If you can provide the fix for user reported issues, no matter with source code/diff or with binary library.
The developers can verify the fix and apply the change to the SDK they use by themselves. (This will save you a lot of time to address issues on different SDK version.)
This way, people do not need to *wait* new release and it makes each SDK version more stable.

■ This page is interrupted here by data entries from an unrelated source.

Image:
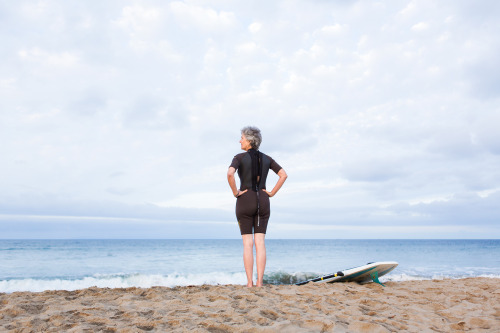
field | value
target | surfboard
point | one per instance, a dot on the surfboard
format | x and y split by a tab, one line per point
362	274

I think I already told you this multiple times, you are not listening.
Hi mwf_mmfae,
I even tried with the WIced SDK 4.0. I dont see much changes from the SDK 3.5.2 to 4.0 from MQTT & BESL library unless the core changes is in the static library you have provided in the BESL Folder. But still the same issue persists. Can you give me some insight on this ASAP
anandram wrote:
Hi mwf_mmfae,
I even tried with the WIced SDK 4.0. I dont see much changes from the SDK 3.5.2 to 4.0 from MQTT & BESL library unless the core changes is in the static library you have provided in the BESL Folder. But still the same issue persists. Can you give me some insight on this ASAP
Hi anandram,
It's not clear to me about the issue you mean. Do you mean memory leak issue or other issues?
Hi Axel,
As I mentioned in an old post even I am not able to corner the case. When I do a debug I always see that the device goes into a hang after executing the ssl_handshake_server_async() function. But the source code for this we dont have in our hands. I dont think its a memory issue. Why I say this is because I tried running the https_client for some 20 minutes in a while(1) and it was running fine. So I don't think its a memory issue
anandram wrote:
Hi Axel,
As I mentioned in an old post even I am not able to corner the case. When I do a debug I always see that the device goes into a hang after executing the ssl_handshake_server_async() function. But the source code for this we dont have in our hands. I dont think its a memory issue. Why I say this is because I tried running the https_client for some 20 minutes in a while(1) and it was running fine. So I don't think its a memory issue
Ok, maybe you should create another discussion thread for the issue you mentioned with clear reproduce steps and the SDK version you tested.
It's a little bit misleading as the issue is different from the subject of this discussion thread.